How Does BioLiNE® Help Soybean Production?
BioLiNE’s technology drastically improves the transport and assimilation of nutrients and other plant beneficial compounds. Combining superior cell permeability, bioactive chemistry, and accelerated nutrient exchange is our advantage. Our technology is an effective crop management tool that armors soybean crops against stress-induced pod abortions and improved nutrient transport helps drive seed fill to increase yields. BioLiNE® technology can be applied at various stages in the development of soybean crops including:
- Planting: use as a seed coat, impregnated on dry fertilizers, or tank mixed with liquid fertilizer for in-furrow or side-dress applications
- V1-V3: tank mixed with herbicide or other nutrient inputs
- R1-R5: tank mixed with fungicide or other nutrient inputs
Recommended BioLiNE® Application Timing and Rates
2021 Fowler Early Season Scouting
Fowler Crop Consulting runs 10 research farms in North Carolina and in 2021 ran trials with BioLiNE® fulvic acids. Early season scouting showed that soybeans treated with BioLiNE® had overall improved growth. This is because fulvic acid helps to enhance crop growth by aiding rapid and even emergence, increasing nutrient use efficiency, and increasing natural defenses against stress. The result is an overall healthier and more productive crop.
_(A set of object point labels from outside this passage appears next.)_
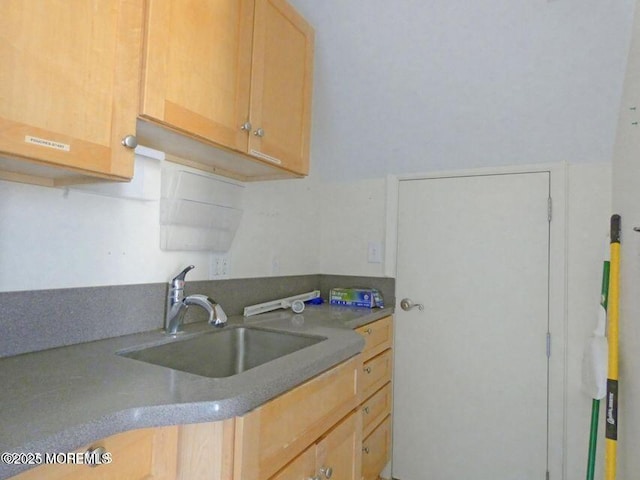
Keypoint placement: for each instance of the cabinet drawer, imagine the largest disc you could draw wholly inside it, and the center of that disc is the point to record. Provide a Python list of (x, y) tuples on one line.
[(378, 336), (375, 450), (135, 455), (275, 433), (376, 408), (376, 372)]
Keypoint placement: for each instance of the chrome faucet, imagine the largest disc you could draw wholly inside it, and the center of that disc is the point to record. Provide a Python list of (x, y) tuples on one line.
[(177, 305)]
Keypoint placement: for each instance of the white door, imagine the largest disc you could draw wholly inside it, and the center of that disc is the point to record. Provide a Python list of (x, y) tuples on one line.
[(471, 369)]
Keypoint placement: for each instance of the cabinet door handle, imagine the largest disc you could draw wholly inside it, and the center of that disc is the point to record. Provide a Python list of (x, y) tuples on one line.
[(327, 472), (130, 141), (94, 457)]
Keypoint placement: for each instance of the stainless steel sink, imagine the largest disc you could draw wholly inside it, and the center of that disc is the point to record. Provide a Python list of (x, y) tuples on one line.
[(225, 352)]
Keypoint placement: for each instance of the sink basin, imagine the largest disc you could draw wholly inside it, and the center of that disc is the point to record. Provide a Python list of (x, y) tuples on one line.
[(225, 352)]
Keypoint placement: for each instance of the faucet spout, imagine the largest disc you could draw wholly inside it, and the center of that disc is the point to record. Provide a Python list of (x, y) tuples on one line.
[(177, 305)]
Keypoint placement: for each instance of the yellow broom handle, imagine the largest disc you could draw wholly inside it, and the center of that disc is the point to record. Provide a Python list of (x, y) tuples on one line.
[(611, 440)]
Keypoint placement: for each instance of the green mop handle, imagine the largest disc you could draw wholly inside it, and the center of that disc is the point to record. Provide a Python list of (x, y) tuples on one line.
[(595, 403)]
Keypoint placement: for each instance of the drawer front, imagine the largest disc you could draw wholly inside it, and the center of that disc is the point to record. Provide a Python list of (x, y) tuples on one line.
[(378, 336), (376, 449), (376, 408), (375, 373), (146, 454), (272, 435)]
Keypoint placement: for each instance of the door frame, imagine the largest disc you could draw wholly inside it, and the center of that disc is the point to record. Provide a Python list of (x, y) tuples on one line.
[(558, 324)]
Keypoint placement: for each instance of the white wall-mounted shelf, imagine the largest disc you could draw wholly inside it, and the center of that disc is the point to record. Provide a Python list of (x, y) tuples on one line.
[(198, 211)]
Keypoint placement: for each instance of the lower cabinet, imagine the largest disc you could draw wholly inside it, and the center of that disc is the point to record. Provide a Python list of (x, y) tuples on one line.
[(276, 433), (336, 455), (313, 431), (376, 450), (146, 454), (377, 394)]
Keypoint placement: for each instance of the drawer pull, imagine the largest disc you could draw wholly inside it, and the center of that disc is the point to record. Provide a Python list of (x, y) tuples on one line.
[(327, 472), (94, 457)]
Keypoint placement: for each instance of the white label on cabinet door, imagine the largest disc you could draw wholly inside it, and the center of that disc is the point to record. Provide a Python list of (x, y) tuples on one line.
[(266, 157), (43, 142)]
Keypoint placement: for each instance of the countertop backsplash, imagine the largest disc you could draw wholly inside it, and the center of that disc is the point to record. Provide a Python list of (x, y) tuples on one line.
[(43, 319)]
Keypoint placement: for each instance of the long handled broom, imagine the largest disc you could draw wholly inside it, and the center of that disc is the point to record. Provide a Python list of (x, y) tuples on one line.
[(594, 369), (611, 433)]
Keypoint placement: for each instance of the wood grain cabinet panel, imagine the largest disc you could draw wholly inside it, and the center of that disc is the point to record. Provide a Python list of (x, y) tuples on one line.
[(229, 74), (376, 450), (376, 408), (281, 86), (378, 337), (197, 67), (147, 454), (377, 392), (69, 89), (273, 434), (337, 454), (376, 372)]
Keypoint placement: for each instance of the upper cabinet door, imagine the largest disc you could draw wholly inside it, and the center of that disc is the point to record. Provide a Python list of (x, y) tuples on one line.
[(281, 86), (69, 86), (198, 66)]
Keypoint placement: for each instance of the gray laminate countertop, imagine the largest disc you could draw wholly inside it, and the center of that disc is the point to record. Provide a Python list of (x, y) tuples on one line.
[(60, 399)]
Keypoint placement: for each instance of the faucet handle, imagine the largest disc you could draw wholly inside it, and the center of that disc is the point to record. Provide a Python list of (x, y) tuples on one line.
[(181, 276)]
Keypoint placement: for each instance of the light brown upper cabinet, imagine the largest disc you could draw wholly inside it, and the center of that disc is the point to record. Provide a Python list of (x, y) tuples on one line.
[(69, 89), (235, 74)]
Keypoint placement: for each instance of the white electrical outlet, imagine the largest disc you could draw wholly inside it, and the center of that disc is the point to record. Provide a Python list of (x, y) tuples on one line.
[(374, 252), (219, 266), (225, 265)]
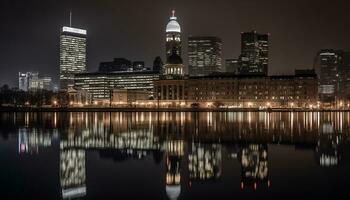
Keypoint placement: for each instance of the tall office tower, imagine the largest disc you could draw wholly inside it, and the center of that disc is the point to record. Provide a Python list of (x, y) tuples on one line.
[(254, 56), (31, 81), (173, 36), (138, 66), (334, 74), (72, 55), (117, 65), (204, 55), (158, 64), (23, 80), (232, 65)]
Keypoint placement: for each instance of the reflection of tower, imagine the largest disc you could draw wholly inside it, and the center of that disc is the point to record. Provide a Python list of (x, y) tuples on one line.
[(205, 161), (327, 150), (174, 154), (29, 140), (254, 163), (72, 173), (173, 36)]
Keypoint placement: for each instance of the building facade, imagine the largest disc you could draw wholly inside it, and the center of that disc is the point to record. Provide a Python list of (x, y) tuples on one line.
[(204, 55), (100, 85), (228, 90), (173, 36), (30, 81), (334, 75), (117, 65), (72, 55), (254, 58), (232, 65)]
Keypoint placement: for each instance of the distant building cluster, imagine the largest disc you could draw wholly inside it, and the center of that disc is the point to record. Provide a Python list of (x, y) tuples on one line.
[(207, 80), (30, 81)]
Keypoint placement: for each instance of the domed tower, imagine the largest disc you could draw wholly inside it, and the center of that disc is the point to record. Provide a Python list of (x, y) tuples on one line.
[(174, 66), (173, 36)]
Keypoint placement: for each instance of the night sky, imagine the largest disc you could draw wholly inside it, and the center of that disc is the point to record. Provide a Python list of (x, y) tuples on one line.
[(135, 29)]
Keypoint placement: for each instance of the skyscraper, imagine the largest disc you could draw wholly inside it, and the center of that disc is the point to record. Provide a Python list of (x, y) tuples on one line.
[(232, 65), (158, 64), (204, 55), (72, 55), (23, 80), (31, 81), (173, 36), (334, 74), (254, 57)]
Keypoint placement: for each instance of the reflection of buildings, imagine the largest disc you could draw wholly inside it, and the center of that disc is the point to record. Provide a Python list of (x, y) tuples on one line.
[(72, 173), (327, 149), (29, 141), (136, 136), (205, 161), (174, 154), (254, 163)]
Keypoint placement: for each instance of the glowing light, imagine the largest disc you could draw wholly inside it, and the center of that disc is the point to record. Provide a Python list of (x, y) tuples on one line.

2021 Soybean Replicated Plot Field Trial
Results from our 2021 replicated plot field trial shows that BioLiNE® technology helps build components of yield by assimilating nutrients to reduce pod abortion, improve nutrient use efficiency and photosynthesis to increase pod fill. By improving these factors, the result was a 5 – 19 bushel/acre yield increase.
2020 Soybean Replicated Plot Field Trial
Results from our 2020 replicated plot field trial in Alvinston, Ontario shows that BioLiNE® technology helps build components of yield by assimilating nutrients to reduce pod abortion and improving nutrient use efficiency and photosynthesis to increase pod fill. By improving these two factors, the end result was 7.2 – 12.2 bushel/acre yield increase.